Sunday, June 28, 2009

Gentleman

I'm such a gentleman, I thought to myself, as I leaned into him, pulling up the hem of his shirt and covertly slipping a 10 into his front jeans pocket. I couldn't really afford to give up the 10 dollar bill, but I figured I should give him a little for paying for the taxi and the drinks.

Somewhere between the second and third shot of Patron I figured that I could probably order myself a Red Lion or a grapefruit martini on his open tab, and I probably deserved too as well. I was the third wheel with two other people, one an acquaintance, the second, even less so--and the "third wheel rights" probably would have afforded me some personal indulgence on his dime. After all, I'd kind of been ditched by my friend and left behind in the third wheel configuration--one that was supposed to be more platonic, but the booze was working on the two of them, so they ended up lip locked against the wall. Luckily, I didn't have to be the killjoy, because she was the first to suggest we go back to her place. After dancing with the both of them in a bar atmosphere not quite ready for dancing --taking my arms away from his neck, we went outside where his sister drove us all and we reconvened with our mutual friend.
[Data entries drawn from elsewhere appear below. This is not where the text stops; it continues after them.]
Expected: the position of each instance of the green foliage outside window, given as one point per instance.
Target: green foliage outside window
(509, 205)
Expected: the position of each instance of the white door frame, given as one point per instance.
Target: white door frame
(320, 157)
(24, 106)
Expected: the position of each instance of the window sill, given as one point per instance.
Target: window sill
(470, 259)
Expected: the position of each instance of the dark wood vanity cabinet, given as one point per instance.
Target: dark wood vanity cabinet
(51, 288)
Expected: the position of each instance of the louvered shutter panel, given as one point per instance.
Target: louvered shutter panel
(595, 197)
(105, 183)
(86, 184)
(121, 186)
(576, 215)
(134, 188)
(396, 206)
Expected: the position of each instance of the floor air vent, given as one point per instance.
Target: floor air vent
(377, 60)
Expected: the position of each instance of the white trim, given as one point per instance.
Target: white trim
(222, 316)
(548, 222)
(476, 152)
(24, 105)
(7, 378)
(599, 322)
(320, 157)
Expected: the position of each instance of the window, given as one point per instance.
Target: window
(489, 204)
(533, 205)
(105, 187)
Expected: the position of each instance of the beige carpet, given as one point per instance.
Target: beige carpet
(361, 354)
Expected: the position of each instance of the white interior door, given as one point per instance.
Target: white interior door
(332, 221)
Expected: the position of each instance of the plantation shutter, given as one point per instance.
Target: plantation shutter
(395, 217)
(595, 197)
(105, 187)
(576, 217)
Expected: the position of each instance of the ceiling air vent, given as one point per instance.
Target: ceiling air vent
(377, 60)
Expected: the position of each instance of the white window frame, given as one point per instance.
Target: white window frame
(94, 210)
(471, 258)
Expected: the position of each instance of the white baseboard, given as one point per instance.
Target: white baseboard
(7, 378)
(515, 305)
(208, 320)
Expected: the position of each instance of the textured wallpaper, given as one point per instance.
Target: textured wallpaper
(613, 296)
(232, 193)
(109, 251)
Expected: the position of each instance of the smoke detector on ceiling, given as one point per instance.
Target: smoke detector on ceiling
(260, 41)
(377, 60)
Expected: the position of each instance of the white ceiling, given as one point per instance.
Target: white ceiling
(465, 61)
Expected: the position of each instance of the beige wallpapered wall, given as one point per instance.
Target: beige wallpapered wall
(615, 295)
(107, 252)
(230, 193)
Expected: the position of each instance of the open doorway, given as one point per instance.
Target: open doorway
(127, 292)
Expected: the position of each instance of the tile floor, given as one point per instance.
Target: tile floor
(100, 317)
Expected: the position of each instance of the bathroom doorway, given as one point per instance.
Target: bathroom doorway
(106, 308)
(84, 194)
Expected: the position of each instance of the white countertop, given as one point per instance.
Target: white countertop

It's a good thing I didn't have that fourth shot of Patron--or I'd have been as wasted as them. I got to enjoy my tipsy buzz, with just enough drunkenness to be silly. Luckily for me, the only thing I regretted was taking my top off back at the house, wandering around in a bra in front of a few people I didn't know too well. They were lucky enough to see hints of a nice rack--a thing not every one of my paramours have seen. If I'd had that fourth shot of Patron the bra might have been lost when he said "let's all take off our tops."

But a lady never loses all of her clothes on a first date, gets too drunk or too loud. After all, I'm a gentleman.